Gawande was presented with a statistical problem (epidemic) by the WHO – the rate of surgery and surgical complications is exploding in the world. That issue raises the question of what can be done to improve outcomes, not just in economically advanced countries but also in third world sites where surgery is still being performed at accelerating rates. While expensive solutions may be an option for developed nations, that isn’t likely to be an option for those developing countries.
Dr. Gawande opens with a look into several medical cases as examples of the complexity of the medical decision-making process. These are, by the way, fascinating cases. He shows some failures and incredible successes. What makes the difference in these outcomes? He then takes the reader on a journey in which he looks for answers in different industries that could apply to the medical problem he is confronting. He looks at the construction industry, where incredibly complicated buildings are constructed in clockwork fashion taking into account thousands of natural variables. Those guys end up being able to do that with an incredibly small failure rate. Of course, when a building fails, it is likely to lead to many deaths. The same is true for medical cases. He discovers the value of a checklist in the construction world, but decides the type of checklist they use isn’t really practical in medicine because while construction occurs over months to years, medical decisions must be made in seconds.
He then moves on to the airline industry, which is fascinating. This is a much more accurate fit with the medical problem and he finds again that checklists are in place in that industry leading to their very low rate of failure. Again he covers several interesting cases and how the implementation of checklists saved lives. Then he looks at the financial trading industry and how checklists have potential impact for that industry, but they fail to benefit from it due to the culture of the industry.

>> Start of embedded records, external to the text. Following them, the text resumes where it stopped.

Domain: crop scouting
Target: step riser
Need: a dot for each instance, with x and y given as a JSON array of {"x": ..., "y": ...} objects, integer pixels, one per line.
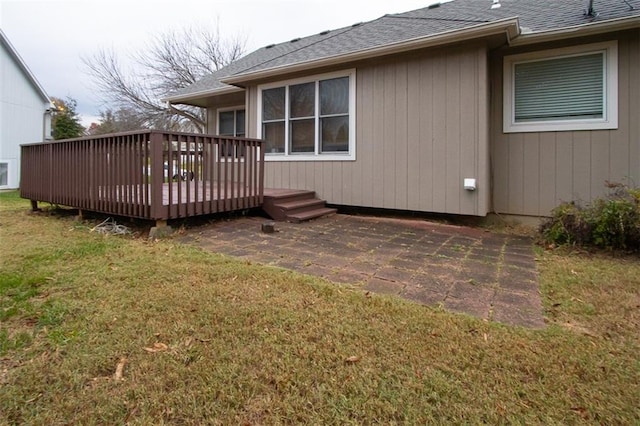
[
  {"x": 320, "y": 213},
  {"x": 292, "y": 198},
  {"x": 306, "y": 207},
  {"x": 311, "y": 205}
]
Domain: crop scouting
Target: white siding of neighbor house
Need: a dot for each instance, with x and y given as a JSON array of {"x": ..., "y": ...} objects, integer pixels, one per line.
[
  {"x": 422, "y": 126},
  {"x": 22, "y": 114},
  {"x": 534, "y": 172}
]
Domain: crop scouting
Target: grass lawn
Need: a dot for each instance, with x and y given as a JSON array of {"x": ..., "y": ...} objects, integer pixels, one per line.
[{"x": 101, "y": 329}]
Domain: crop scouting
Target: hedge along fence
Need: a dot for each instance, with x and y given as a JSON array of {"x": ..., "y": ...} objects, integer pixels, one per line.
[{"x": 612, "y": 222}]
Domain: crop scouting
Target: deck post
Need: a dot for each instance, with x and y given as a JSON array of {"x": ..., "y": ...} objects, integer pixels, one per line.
[
  {"x": 157, "y": 176},
  {"x": 161, "y": 230}
]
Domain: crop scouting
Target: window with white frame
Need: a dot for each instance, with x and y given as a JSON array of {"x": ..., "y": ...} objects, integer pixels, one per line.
[
  {"x": 572, "y": 88},
  {"x": 311, "y": 118},
  {"x": 231, "y": 122},
  {"x": 4, "y": 174}
]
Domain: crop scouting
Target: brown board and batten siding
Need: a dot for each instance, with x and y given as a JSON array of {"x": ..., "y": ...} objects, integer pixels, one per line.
[
  {"x": 422, "y": 126},
  {"x": 533, "y": 172}
]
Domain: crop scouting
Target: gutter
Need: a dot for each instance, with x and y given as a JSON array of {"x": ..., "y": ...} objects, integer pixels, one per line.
[
  {"x": 583, "y": 30},
  {"x": 201, "y": 94},
  {"x": 509, "y": 26}
]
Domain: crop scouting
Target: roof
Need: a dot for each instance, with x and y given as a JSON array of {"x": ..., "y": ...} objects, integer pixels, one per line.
[
  {"x": 519, "y": 19},
  {"x": 23, "y": 67}
]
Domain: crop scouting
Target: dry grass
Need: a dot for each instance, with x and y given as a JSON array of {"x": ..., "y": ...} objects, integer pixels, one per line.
[{"x": 113, "y": 330}]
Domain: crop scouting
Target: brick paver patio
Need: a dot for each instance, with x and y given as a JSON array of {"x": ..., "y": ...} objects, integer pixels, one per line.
[{"x": 488, "y": 275}]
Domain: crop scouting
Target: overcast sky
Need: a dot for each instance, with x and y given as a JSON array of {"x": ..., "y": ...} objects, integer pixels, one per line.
[{"x": 51, "y": 36}]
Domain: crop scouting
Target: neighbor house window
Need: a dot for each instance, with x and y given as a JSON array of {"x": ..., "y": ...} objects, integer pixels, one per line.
[
  {"x": 309, "y": 118},
  {"x": 231, "y": 122},
  {"x": 4, "y": 174},
  {"x": 562, "y": 89}
]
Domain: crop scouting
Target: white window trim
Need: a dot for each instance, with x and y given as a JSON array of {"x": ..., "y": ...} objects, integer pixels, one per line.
[
  {"x": 610, "y": 119},
  {"x": 286, "y": 156},
  {"x": 224, "y": 109},
  {"x": 234, "y": 108}
]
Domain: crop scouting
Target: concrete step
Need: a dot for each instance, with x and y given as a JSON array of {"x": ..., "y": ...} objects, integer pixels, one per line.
[{"x": 310, "y": 214}]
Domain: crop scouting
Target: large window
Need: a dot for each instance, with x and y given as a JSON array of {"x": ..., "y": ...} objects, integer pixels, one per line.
[
  {"x": 231, "y": 122},
  {"x": 309, "y": 118},
  {"x": 563, "y": 89},
  {"x": 4, "y": 174}
]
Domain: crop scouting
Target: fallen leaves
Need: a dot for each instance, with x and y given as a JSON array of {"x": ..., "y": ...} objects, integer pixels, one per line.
[
  {"x": 157, "y": 347},
  {"x": 118, "y": 376}
]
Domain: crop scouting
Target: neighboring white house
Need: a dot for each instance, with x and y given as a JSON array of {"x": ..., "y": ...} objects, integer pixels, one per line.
[{"x": 24, "y": 112}]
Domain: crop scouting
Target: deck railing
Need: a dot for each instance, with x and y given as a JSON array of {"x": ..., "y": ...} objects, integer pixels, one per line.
[{"x": 150, "y": 174}]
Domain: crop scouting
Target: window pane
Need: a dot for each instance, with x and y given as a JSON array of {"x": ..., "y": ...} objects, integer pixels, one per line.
[
  {"x": 302, "y": 134},
  {"x": 225, "y": 124},
  {"x": 240, "y": 132},
  {"x": 4, "y": 174},
  {"x": 334, "y": 96},
  {"x": 273, "y": 104},
  {"x": 560, "y": 88},
  {"x": 273, "y": 133},
  {"x": 334, "y": 134},
  {"x": 302, "y": 100}
]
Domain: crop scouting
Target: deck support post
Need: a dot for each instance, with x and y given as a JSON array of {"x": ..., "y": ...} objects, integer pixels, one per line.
[{"x": 161, "y": 230}]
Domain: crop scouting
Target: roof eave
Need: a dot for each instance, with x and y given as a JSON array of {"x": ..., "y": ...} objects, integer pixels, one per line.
[
  {"x": 582, "y": 30},
  {"x": 509, "y": 26},
  {"x": 195, "y": 96}
]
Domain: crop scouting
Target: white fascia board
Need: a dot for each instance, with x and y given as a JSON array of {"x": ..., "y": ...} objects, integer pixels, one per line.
[
  {"x": 595, "y": 28},
  {"x": 509, "y": 26},
  {"x": 201, "y": 95}
]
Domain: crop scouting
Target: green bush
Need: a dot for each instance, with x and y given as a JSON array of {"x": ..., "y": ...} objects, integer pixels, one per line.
[{"x": 612, "y": 222}]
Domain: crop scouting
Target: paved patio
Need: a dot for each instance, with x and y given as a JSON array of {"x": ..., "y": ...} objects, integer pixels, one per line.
[{"x": 487, "y": 275}]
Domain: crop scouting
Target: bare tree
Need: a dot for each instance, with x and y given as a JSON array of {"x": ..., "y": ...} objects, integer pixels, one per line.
[{"x": 173, "y": 60}]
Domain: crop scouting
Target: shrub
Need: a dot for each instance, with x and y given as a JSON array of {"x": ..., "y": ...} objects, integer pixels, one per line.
[{"x": 612, "y": 222}]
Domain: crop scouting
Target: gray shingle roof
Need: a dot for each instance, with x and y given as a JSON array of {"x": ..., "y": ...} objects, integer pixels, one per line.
[{"x": 534, "y": 16}]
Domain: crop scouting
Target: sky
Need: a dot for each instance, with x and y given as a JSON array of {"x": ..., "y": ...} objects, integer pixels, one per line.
[{"x": 52, "y": 36}]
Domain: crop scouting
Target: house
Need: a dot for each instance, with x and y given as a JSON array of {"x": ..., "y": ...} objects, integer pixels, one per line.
[
  {"x": 466, "y": 107},
  {"x": 24, "y": 112}
]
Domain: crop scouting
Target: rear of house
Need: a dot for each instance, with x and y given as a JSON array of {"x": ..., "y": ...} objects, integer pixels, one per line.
[
  {"x": 460, "y": 108},
  {"x": 24, "y": 112}
]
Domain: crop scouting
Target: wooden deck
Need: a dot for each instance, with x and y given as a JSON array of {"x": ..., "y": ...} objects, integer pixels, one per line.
[{"x": 125, "y": 174}]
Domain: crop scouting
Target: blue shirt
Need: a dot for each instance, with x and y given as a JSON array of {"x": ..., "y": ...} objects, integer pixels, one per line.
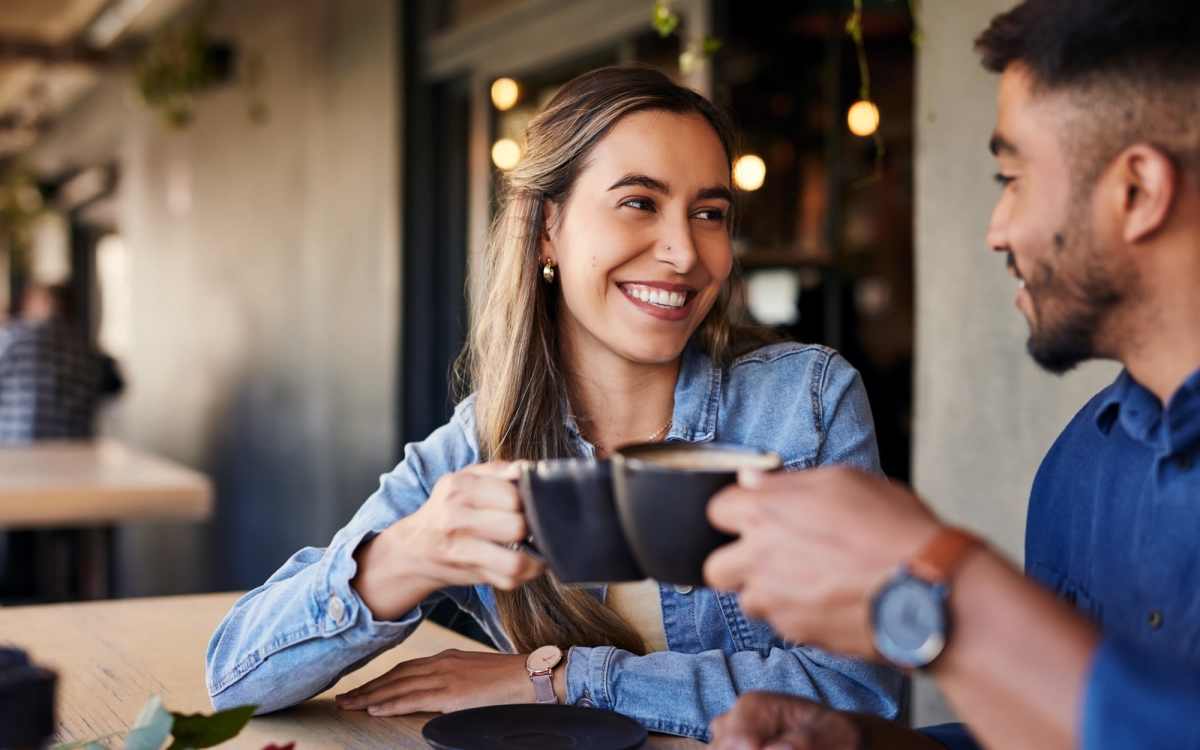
[
  {"x": 1114, "y": 528},
  {"x": 306, "y": 627}
]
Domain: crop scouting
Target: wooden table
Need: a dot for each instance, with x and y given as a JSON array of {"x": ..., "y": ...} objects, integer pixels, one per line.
[
  {"x": 81, "y": 484},
  {"x": 113, "y": 655}
]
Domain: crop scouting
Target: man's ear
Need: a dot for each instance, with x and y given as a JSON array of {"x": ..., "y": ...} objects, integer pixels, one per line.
[{"x": 1144, "y": 185}]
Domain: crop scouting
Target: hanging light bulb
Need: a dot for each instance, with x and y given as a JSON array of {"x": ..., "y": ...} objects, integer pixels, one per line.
[
  {"x": 863, "y": 118},
  {"x": 749, "y": 172},
  {"x": 505, "y": 94},
  {"x": 505, "y": 154}
]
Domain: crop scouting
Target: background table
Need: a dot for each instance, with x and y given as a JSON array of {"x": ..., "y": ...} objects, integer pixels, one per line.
[
  {"x": 76, "y": 484},
  {"x": 88, "y": 487},
  {"x": 113, "y": 655}
]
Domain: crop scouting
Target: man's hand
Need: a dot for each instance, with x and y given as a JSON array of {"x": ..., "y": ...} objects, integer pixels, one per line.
[
  {"x": 775, "y": 721},
  {"x": 814, "y": 546}
]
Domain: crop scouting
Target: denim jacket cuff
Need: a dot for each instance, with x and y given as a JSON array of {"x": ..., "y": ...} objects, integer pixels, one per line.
[
  {"x": 341, "y": 611},
  {"x": 587, "y": 676}
]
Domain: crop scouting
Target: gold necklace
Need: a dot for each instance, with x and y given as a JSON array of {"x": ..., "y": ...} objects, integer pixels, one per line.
[{"x": 653, "y": 438}]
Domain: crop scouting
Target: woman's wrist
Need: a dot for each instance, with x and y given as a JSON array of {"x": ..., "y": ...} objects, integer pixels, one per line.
[{"x": 390, "y": 580}]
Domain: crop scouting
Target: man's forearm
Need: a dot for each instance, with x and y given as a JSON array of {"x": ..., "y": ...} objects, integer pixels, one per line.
[{"x": 1018, "y": 659}]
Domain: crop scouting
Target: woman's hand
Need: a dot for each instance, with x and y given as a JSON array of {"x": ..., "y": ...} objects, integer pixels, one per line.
[
  {"x": 450, "y": 681},
  {"x": 460, "y": 537}
]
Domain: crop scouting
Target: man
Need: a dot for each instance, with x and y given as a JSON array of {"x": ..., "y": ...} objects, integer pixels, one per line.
[
  {"x": 51, "y": 378},
  {"x": 1098, "y": 148}
]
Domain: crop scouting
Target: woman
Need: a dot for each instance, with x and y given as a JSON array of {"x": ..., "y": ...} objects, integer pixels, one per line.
[{"x": 603, "y": 322}]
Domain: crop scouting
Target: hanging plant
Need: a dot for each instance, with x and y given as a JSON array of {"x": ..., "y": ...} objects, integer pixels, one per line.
[
  {"x": 666, "y": 22},
  {"x": 185, "y": 60},
  {"x": 21, "y": 205}
]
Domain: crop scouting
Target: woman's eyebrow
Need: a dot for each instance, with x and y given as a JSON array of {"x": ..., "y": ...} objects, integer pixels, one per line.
[
  {"x": 717, "y": 191},
  {"x": 641, "y": 180}
]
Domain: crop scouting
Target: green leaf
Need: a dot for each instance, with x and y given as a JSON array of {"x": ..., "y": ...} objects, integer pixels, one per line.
[
  {"x": 665, "y": 19},
  {"x": 151, "y": 729},
  {"x": 201, "y": 731}
]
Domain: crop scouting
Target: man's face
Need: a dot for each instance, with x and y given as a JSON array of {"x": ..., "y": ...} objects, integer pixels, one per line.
[{"x": 1069, "y": 283}]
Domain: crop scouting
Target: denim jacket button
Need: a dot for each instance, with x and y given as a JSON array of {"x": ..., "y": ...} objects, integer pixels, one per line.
[{"x": 336, "y": 609}]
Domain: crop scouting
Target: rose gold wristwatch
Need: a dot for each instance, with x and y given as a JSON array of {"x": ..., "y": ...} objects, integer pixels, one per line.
[{"x": 540, "y": 666}]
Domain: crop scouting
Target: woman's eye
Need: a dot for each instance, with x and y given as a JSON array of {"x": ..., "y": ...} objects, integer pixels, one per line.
[{"x": 717, "y": 215}]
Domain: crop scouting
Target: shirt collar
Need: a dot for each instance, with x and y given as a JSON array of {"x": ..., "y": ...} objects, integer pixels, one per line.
[{"x": 1140, "y": 414}]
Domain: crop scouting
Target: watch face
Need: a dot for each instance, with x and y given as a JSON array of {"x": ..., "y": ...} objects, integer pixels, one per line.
[
  {"x": 910, "y": 622},
  {"x": 545, "y": 658}
]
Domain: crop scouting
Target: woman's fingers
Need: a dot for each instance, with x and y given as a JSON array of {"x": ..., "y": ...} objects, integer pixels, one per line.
[
  {"x": 393, "y": 691},
  {"x": 499, "y": 526},
  {"x": 472, "y": 489},
  {"x": 429, "y": 701},
  {"x": 413, "y": 667},
  {"x": 501, "y": 567}
]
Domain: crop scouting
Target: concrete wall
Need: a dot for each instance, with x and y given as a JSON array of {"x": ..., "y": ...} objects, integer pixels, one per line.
[
  {"x": 984, "y": 413},
  {"x": 265, "y": 286}
]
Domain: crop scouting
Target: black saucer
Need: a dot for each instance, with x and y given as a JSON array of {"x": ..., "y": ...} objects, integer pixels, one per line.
[{"x": 533, "y": 726}]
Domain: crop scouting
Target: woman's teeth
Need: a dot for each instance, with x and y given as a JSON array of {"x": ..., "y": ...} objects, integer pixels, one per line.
[{"x": 672, "y": 300}]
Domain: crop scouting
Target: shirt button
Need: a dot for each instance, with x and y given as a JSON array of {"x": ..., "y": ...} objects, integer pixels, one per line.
[{"x": 336, "y": 609}]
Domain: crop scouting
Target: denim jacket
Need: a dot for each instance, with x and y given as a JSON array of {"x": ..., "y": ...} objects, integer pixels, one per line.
[{"x": 306, "y": 627}]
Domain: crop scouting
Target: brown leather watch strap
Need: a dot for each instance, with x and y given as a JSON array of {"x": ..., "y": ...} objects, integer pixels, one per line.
[{"x": 941, "y": 557}]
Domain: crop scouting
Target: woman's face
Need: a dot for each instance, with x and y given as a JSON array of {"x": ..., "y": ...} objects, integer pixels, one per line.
[{"x": 642, "y": 244}]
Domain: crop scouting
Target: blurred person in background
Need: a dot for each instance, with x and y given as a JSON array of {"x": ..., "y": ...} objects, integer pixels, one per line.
[{"x": 52, "y": 379}]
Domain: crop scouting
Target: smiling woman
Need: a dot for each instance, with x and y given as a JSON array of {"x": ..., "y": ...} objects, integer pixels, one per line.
[{"x": 603, "y": 321}]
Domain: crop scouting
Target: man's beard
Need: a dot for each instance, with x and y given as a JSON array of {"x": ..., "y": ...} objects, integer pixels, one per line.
[{"x": 1081, "y": 306}]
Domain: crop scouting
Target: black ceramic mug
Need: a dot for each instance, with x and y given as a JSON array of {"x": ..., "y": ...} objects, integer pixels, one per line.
[
  {"x": 573, "y": 519},
  {"x": 663, "y": 492}
]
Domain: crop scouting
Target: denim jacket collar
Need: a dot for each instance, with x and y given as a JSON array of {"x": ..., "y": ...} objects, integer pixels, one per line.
[{"x": 697, "y": 396}]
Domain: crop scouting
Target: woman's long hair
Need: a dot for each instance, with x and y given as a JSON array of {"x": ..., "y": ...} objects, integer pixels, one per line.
[{"x": 513, "y": 358}]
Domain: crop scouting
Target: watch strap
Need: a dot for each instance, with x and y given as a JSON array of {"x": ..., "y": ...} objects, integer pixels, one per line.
[
  {"x": 544, "y": 687},
  {"x": 940, "y": 558}
]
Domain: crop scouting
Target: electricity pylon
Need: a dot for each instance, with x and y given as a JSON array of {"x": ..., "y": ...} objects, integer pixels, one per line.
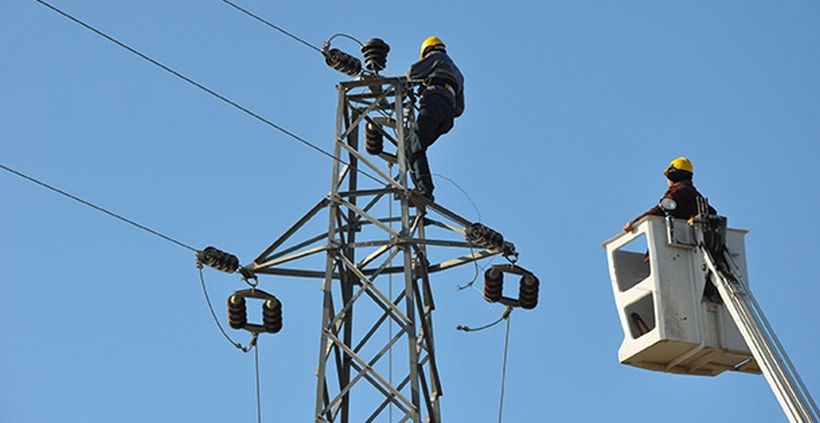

Finally, he gives some personal anecdotes as he implements a checklist in his own O.R. With success the outcome, of course.
Despite the setting of the book in the context of a medical issue, this book probably should be required reading for anyone who makes important decisions. The whole theme of the book, really, is that implementing checklists which ensure critical elements of any “process” aren’t missed can and probably will result in improved outcomes. It’s true in the construction and airline industry. There is evidence that it works even for institutional traders, if they’d use it, and the same is true for surgeons. How likely is it that your particular industry could do better with a checklist? I would suggest very likely. The Checklist Manifesto really raises a lot of questions about where can I benefit from developing checklists for my work as a hospitalist. There may even be room for a second book discussing how an organization should go about developing a checklist, although he does describe the process his team used. Consider the same for your own situation.